Nobody seemed to have paid attention, however, to an important detail: Disney had been simultaneously maneuvering to restrict the governor’s effort. In early February — at a public meeting held by the previous, Disney-controlled oversight board — the company pushed through a development agreement that would limit the new board’s power for decades to come.

And now, the governor’s appointees, having belatedly discovered the action, are none too pleased. It completely circumvents the authority of the board to govern, Brian Aungst Jr., a member of the new council, said on Wednesday at the group’s second meeting. We’re going to have to deal with it and correct it.

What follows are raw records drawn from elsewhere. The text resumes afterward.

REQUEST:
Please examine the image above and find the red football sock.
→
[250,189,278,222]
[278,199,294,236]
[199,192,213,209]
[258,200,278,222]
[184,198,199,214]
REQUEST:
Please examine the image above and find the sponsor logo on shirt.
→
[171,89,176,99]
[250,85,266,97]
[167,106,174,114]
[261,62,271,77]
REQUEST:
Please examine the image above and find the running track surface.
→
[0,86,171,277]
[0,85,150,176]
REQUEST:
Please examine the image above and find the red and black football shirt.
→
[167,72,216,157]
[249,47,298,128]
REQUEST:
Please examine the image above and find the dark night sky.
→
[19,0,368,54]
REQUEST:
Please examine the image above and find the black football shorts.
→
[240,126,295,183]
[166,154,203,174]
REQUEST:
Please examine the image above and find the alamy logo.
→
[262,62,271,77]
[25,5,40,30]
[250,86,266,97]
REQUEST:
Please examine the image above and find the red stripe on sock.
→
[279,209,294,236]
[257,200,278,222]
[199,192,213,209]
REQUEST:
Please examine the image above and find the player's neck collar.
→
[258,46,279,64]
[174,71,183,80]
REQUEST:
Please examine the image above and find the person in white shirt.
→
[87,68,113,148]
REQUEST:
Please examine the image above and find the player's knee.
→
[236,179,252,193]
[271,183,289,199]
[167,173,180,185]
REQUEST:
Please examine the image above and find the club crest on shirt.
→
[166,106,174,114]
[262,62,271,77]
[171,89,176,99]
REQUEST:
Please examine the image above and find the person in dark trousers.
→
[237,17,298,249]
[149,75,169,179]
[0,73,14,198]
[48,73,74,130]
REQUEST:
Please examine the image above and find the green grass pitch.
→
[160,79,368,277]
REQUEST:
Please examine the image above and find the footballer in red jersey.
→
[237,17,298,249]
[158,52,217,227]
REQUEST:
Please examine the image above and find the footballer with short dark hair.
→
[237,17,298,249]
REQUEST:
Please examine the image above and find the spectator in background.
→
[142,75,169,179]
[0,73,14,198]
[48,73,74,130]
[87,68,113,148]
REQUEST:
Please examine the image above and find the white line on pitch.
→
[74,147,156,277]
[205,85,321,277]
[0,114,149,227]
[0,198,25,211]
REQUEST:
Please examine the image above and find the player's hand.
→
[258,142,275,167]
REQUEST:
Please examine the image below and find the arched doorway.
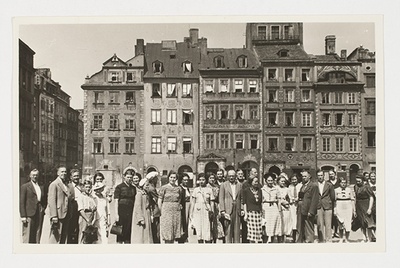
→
[240,161,260,180]
[349,164,360,184]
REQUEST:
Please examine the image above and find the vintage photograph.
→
[14,18,385,249]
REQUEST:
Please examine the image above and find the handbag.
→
[110,222,122,235]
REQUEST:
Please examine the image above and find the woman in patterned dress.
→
[158,170,184,244]
[189,173,214,243]
[243,177,263,243]
[261,173,282,243]
[278,175,292,243]
[334,178,355,242]
[207,172,225,243]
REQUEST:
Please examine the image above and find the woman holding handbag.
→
[189,173,214,243]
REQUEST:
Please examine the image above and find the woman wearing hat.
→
[93,182,110,244]
[131,173,153,244]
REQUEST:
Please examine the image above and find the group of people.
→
[20,164,376,244]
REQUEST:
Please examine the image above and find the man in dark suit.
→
[219,169,244,243]
[297,170,319,243]
[317,170,335,243]
[19,169,45,244]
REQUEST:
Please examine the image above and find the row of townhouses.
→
[82,23,376,187]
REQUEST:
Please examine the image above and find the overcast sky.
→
[19,23,375,109]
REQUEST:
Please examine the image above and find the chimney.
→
[189,29,199,45]
[340,49,347,60]
[135,39,144,56]
[325,35,336,55]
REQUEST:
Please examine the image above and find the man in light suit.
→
[297,170,319,243]
[317,170,335,243]
[19,169,45,244]
[45,167,74,244]
[219,169,244,243]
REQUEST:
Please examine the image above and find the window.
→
[335,137,343,152]
[335,113,343,126]
[249,80,258,93]
[110,138,119,154]
[322,113,331,126]
[151,110,161,124]
[301,112,312,127]
[151,83,161,98]
[182,61,193,73]
[250,134,258,149]
[182,110,193,125]
[268,89,278,102]
[285,89,294,102]
[219,134,230,149]
[268,113,278,126]
[235,134,244,149]
[285,112,294,127]
[167,84,177,98]
[125,137,135,154]
[285,138,295,152]
[220,105,229,119]
[249,105,258,119]
[335,92,343,104]
[235,105,244,119]
[257,26,267,39]
[321,92,331,104]
[235,79,243,93]
[110,114,119,130]
[167,110,176,124]
[151,137,161,154]
[183,137,192,154]
[125,91,135,104]
[93,138,103,154]
[349,137,357,152]
[322,138,331,152]
[219,79,229,93]
[153,61,164,73]
[347,92,356,104]
[93,114,103,129]
[285,69,294,82]
[110,92,119,103]
[125,114,136,130]
[204,80,214,93]
[271,26,279,40]
[237,56,247,68]
[349,114,357,126]
[367,100,375,114]
[301,69,310,82]
[94,92,104,104]
[301,89,311,102]
[302,138,312,152]
[268,138,278,151]
[268,69,278,81]
[206,134,214,149]
[367,131,376,147]
[182,84,192,98]
[365,75,375,87]
[214,56,225,68]
[167,138,176,154]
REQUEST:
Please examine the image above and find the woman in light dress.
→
[189,173,214,243]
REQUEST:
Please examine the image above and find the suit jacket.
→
[219,181,242,215]
[46,177,74,219]
[318,181,335,210]
[19,181,45,218]
[299,181,319,216]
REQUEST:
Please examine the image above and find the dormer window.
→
[153,61,164,73]
[214,56,225,68]
[182,61,193,73]
[237,55,247,68]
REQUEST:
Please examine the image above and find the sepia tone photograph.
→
[14,15,385,254]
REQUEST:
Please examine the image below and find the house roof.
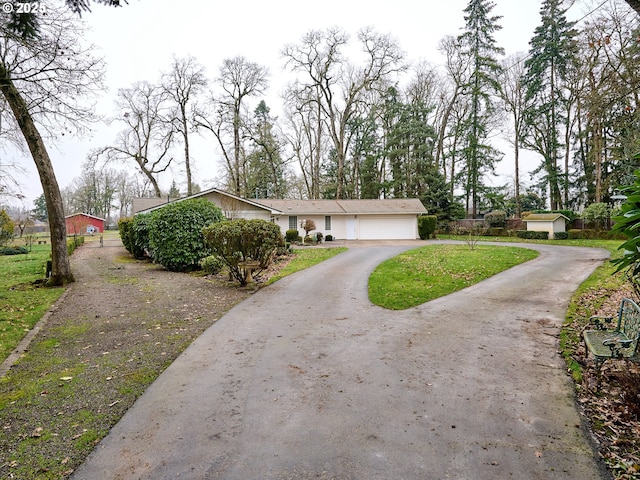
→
[64,212,104,222]
[133,188,280,215]
[522,213,569,222]
[257,198,427,215]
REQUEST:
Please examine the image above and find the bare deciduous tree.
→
[0,7,103,285]
[93,82,175,197]
[196,57,269,195]
[161,56,207,195]
[282,28,406,198]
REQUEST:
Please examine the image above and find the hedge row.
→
[118,198,224,271]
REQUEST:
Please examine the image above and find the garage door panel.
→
[358,216,417,240]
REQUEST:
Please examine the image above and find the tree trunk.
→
[0,63,74,286]
[180,105,193,197]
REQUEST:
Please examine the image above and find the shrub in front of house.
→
[200,255,224,275]
[0,210,15,245]
[118,217,133,255]
[145,198,224,272]
[567,228,598,240]
[202,218,284,286]
[0,247,29,255]
[484,210,507,228]
[418,215,438,240]
[516,230,549,240]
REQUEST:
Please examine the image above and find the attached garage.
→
[358,215,418,240]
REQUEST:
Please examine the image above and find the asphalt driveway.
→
[72,242,608,480]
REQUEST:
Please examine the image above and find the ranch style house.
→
[133,188,427,240]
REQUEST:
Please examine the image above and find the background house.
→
[133,188,427,240]
[522,213,569,238]
[64,213,104,235]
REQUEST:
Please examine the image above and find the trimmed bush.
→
[522,210,578,223]
[118,217,134,254]
[567,228,596,240]
[146,198,223,272]
[67,235,84,255]
[484,210,507,228]
[0,247,29,255]
[202,218,284,286]
[131,213,151,258]
[200,255,224,275]
[418,215,438,240]
[516,230,549,240]
[582,203,611,230]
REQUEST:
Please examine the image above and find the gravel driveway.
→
[72,242,608,480]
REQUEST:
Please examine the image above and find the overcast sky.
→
[12,0,568,204]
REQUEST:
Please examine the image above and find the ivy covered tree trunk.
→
[0,63,74,286]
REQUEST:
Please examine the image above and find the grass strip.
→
[369,244,538,310]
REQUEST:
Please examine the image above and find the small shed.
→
[522,213,569,238]
[64,213,104,235]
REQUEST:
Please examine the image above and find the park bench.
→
[582,298,640,371]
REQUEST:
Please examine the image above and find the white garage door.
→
[358,215,418,240]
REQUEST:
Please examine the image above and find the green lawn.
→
[265,247,347,285]
[369,244,538,310]
[0,244,64,362]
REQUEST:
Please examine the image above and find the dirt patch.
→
[0,238,251,479]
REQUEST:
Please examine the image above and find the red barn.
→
[64,213,104,235]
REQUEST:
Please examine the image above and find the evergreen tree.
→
[245,100,286,198]
[523,0,577,209]
[458,0,504,217]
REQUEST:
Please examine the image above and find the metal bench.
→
[582,298,640,371]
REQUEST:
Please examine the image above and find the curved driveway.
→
[73,242,608,480]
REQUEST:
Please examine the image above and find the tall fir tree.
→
[522,0,577,209]
[458,0,504,217]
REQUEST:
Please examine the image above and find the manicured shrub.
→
[418,215,438,240]
[484,210,507,228]
[131,213,151,258]
[582,203,611,230]
[567,228,606,240]
[149,198,223,272]
[200,255,224,275]
[522,210,578,223]
[202,219,284,285]
[0,247,29,255]
[118,217,133,254]
[284,229,302,243]
[516,230,549,240]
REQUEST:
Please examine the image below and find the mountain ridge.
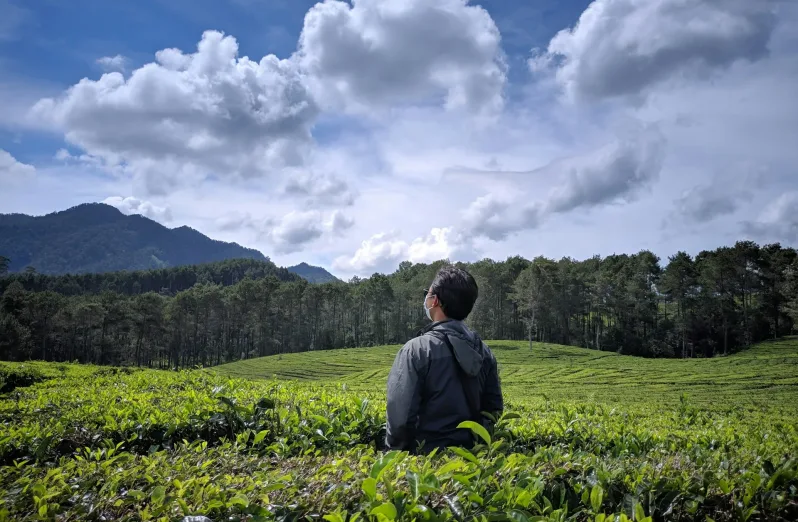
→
[0,203,337,282]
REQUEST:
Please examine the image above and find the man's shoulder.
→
[402,332,442,350]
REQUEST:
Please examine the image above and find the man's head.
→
[424,266,479,321]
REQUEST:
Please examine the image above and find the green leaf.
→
[457,421,491,446]
[438,460,465,475]
[150,486,166,504]
[371,502,396,520]
[362,477,377,500]
[443,495,463,520]
[449,446,479,465]
[227,494,249,508]
[252,430,269,444]
[635,502,646,522]
[407,470,420,501]
[370,451,399,479]
[590,484,604,512]
[411,504,438,521]
[507,509,529,522]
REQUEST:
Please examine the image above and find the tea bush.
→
[0,341,798,522]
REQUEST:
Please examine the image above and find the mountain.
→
[288,263,340,283]
[0,203,335,282]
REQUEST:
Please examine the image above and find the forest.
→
[0,241,798,368]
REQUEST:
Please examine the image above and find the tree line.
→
[0,241,798,368]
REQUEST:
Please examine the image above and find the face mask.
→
[422,297,432,321]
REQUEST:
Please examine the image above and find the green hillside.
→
[212,338,798,411]
[6,339,798,522]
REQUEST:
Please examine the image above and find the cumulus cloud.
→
[676,185,743,223]
[333,227,473,275]
[283,171,356,207]
[31,31,318,194]
[529,0,777,100]
[103,196,172,223]
[743,191,798,246]
[297,0,506,114]
[327,210,355,235]
[544,129,665,214]
[97,54,127,72]
[263,210,324,254]
[0,149,36,183]
[461,129,664,241]
[214,212,259,232]
[0,0,30,41]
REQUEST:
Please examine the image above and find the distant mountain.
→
[0,203,334,282]
[288,263,340,283]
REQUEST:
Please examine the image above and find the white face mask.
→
[422,297,432,321]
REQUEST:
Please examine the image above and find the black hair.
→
[429,266,479,321]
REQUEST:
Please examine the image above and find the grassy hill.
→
[0,339,798,522]
[212,338,798,412]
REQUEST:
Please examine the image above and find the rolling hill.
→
[210,338,798,414]
[0,203,335,282]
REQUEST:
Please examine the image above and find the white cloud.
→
[544,128,665,214]
[454,129,664,241]
[103,196,172,223]
[743,191,798,246]
[326,210,355,235]
[676,185,744,223]
[283,171,356,207]
[6,0,798,275]
[333,228,470,275]
[263,210,324,254]
[298,0,506,114]
[97,54,127,72]
[31,31,317,194]
[530,0,777,100]
[0,0,30,41]
[0,149,36,184]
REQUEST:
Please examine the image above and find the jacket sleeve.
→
[385,340,429,450]
[481,354,504,415]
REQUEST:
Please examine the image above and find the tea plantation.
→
[0,339,798,522]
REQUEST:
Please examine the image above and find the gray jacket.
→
[385,320,504,452]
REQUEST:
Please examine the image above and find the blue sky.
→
[0,0,798,276]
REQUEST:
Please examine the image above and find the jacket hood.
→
[428,320,485,377]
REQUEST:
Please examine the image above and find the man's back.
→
[386,320,504,452]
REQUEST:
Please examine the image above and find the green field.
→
[212,340,798,412]
[0,339,798,522]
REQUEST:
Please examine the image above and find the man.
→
[385,266,504,453]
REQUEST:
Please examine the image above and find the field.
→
[0,339,798,522]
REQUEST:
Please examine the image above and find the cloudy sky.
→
[0,0,798,277]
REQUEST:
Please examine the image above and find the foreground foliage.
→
[0,341,798,522]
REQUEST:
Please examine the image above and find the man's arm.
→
[385,341,428,450]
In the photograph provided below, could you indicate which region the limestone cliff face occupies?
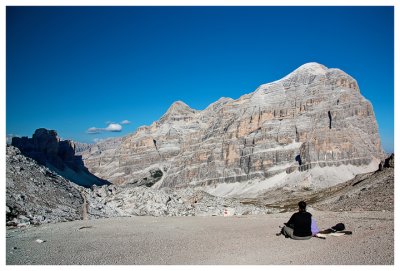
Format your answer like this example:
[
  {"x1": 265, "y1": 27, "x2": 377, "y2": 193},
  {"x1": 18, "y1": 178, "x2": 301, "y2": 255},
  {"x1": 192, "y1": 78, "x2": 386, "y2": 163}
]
[{"x1": 83, "y1": 63, "x2": 383, "y2": 194}]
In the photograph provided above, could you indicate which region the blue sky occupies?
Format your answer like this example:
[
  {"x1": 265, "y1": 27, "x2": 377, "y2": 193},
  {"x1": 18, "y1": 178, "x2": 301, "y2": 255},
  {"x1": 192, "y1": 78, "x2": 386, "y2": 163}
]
[{"x1": 6, "y1": 6, "x2": 394, "y2": 152}]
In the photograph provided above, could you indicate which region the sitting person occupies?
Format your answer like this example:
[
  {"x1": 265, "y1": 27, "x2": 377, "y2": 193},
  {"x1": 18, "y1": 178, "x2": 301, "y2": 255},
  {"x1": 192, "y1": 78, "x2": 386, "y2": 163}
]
[{"x1": 282, "y1": 201, "x2": 312, "y2": 240}]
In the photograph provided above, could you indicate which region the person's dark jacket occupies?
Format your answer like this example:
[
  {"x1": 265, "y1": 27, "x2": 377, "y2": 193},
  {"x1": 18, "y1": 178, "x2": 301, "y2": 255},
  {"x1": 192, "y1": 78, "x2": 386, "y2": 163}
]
[{"x1": 286, "y1": 211, "x2": 312, "y2": 237}]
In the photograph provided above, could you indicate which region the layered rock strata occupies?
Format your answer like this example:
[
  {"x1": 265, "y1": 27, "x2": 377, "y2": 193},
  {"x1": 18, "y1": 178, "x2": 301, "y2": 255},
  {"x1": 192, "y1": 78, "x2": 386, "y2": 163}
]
[{"x1": 83, "y1": 63, "x2": 383, "y2": 194}]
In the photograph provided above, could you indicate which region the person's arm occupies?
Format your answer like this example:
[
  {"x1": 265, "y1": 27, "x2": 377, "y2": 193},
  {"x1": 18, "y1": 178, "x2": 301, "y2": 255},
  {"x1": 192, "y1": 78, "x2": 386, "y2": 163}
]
[{"x1": 284, "y1": 214, "x2": 294, "y2": 228}]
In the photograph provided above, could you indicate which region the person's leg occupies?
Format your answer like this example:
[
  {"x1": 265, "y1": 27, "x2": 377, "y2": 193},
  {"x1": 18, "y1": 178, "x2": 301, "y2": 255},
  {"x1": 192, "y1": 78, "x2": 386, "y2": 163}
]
[
  {"x1": 292, "y1": 235, "x2": 312, "y2": 240},
  {"x1": 282, "y1": 226, "x2": 293, "y2": 238}
]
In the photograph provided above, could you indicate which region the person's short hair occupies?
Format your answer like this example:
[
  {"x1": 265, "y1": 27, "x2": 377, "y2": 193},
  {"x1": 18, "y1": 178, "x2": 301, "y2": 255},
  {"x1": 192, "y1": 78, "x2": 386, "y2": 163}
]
[{"x1": 299, "y1": 201, "x2": 307, "y2": 210}]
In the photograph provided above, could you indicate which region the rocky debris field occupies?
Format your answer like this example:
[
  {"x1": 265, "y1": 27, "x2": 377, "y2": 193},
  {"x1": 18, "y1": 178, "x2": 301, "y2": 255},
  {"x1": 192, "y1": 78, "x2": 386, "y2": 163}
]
[
  {"x1": 6, "y1": 146, "x2": 274, "y2": 230},
  {"x1": 85, "y1": 185, "x2": 276, "y2": 218},
  {"x1": 6, "y1": 146, "x2": 394, "y2": 233},
  {"x1": 6, "y1": 147, "x2": 83, "y2": 227},
  {"x1": 6, "y1": 211, "x2": 394, "y2": 265}
]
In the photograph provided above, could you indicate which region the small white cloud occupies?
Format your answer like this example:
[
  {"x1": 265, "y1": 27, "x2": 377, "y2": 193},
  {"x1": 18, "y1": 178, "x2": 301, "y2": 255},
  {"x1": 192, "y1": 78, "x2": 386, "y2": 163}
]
[
  {"x1": 121, "y1": 120, "x2": 131, "y2": 125},
  {"x1": 105, "y1": 123, "x2": 122, "y2": 132},
  {"x1": 86, "y1": 127, "x2": 101, "y2": 134},
  {"x1": 86, "y1": 123, "x2": 122, "y2": 134},
  {"x1": 6, "y1": 134, "x2": 20, "y2": 144}
]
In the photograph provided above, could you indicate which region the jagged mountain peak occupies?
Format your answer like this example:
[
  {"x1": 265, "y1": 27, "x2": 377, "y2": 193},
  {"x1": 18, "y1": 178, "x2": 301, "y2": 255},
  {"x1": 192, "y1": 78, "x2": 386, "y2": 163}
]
[
  {"x1": 160, "y1": 101, "x2": 197, "y2": 122},
  {"x1": 84, "y1": 62, "x2": 382, "y2": 196},
  {"x1": 294, "y1": 62, "x2": 328, "y2": 74}
]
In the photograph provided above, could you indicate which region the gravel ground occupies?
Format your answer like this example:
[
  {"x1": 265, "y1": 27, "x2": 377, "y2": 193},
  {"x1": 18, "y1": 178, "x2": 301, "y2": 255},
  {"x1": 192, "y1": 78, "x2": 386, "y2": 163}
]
[{"x1": 6, "y1": 211, "x2": 394, "y2": 265}]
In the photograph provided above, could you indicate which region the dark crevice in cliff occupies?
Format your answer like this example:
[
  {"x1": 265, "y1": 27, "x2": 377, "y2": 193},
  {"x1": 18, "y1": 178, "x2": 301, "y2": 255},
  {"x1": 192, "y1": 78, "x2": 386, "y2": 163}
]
[{"x1": 328, "y1": 111, "x2": 332, "y2": 129}]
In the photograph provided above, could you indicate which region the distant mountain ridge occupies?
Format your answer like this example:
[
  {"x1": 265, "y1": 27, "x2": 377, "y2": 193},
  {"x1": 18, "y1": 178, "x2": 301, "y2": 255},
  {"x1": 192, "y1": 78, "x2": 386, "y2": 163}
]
[
  {"x1": 78, "y1": 63, "x2": 384, "y2": 196},
  {"x1": 11, "y1": 128, "x2": 109, "y2": 187}
]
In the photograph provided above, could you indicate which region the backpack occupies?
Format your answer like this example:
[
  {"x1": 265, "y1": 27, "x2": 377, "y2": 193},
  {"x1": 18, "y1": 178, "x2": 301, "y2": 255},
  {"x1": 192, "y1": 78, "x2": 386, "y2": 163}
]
[
  {"x1": 331, "y1": 223, "x2": 346, "y2": 232},
  {"x1": 311, "y1": 218, "x2": 319, "y2": 236}
]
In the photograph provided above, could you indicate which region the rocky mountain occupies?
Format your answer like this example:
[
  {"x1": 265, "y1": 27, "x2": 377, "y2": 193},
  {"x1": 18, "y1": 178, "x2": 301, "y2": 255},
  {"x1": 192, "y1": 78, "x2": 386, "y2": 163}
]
[
  {"x1": 11, "y1": 128, "x2": 109, "y2": 187},
  {"x1": 6, "y1": 146, "x2": 276, "y2": 227},
  {"x1": 6, "y1": 146, "x2": 84, "y2": 226},
  {"x1": 82, "y1": 63, "x2": 383, "y2": 197}
]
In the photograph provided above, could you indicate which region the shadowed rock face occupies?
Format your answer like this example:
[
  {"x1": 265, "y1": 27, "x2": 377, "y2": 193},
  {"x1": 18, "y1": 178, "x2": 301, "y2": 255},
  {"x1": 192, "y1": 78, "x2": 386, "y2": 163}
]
[
  {"x1": 6, "y1": 146, "x2": 83, "y2": 227},
  {"x1": 11, "y1": 128, "x2": 109, "y2": 187},
  {"x1": 79, "y1": 63, "x2": 383, "y2": 194}
]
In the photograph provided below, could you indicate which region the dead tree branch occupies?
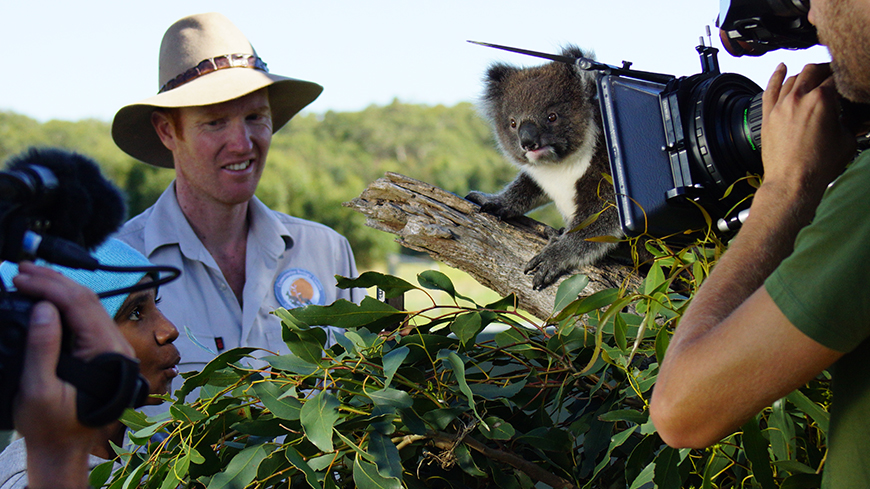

The agreement is effective for perpetuity. It uses contractual language known as a “royal lives” clause: Shall continue in effect until twenty one (21) years after the death of the last survivor of the descendants of King Charles III, King of England living as of the date of this declaration. (The royal language quickly spawned numerous internet memes, striking people as odd in a matter involving a theme park that is home to Cinderella’s castle.)

Brooks Barnes

This piece of news has sparked a round of gleeful comments bashing Ron DeSantis’s dumbness and celebrating Disney’s clever ploy. To me, this episode exemplifies instead the polarization of US political life and increasing erosion of democratic norms. Would Democrats cheer on if the situation was reversed? If for instance an oil company would have similarly maneuvered around local authorities from the Democratic party to maintain its drilling rights? Covertly undermining representative power and shifting control in the hands of corporations are hallmarks of plutocracy, not of a healthy democratic system.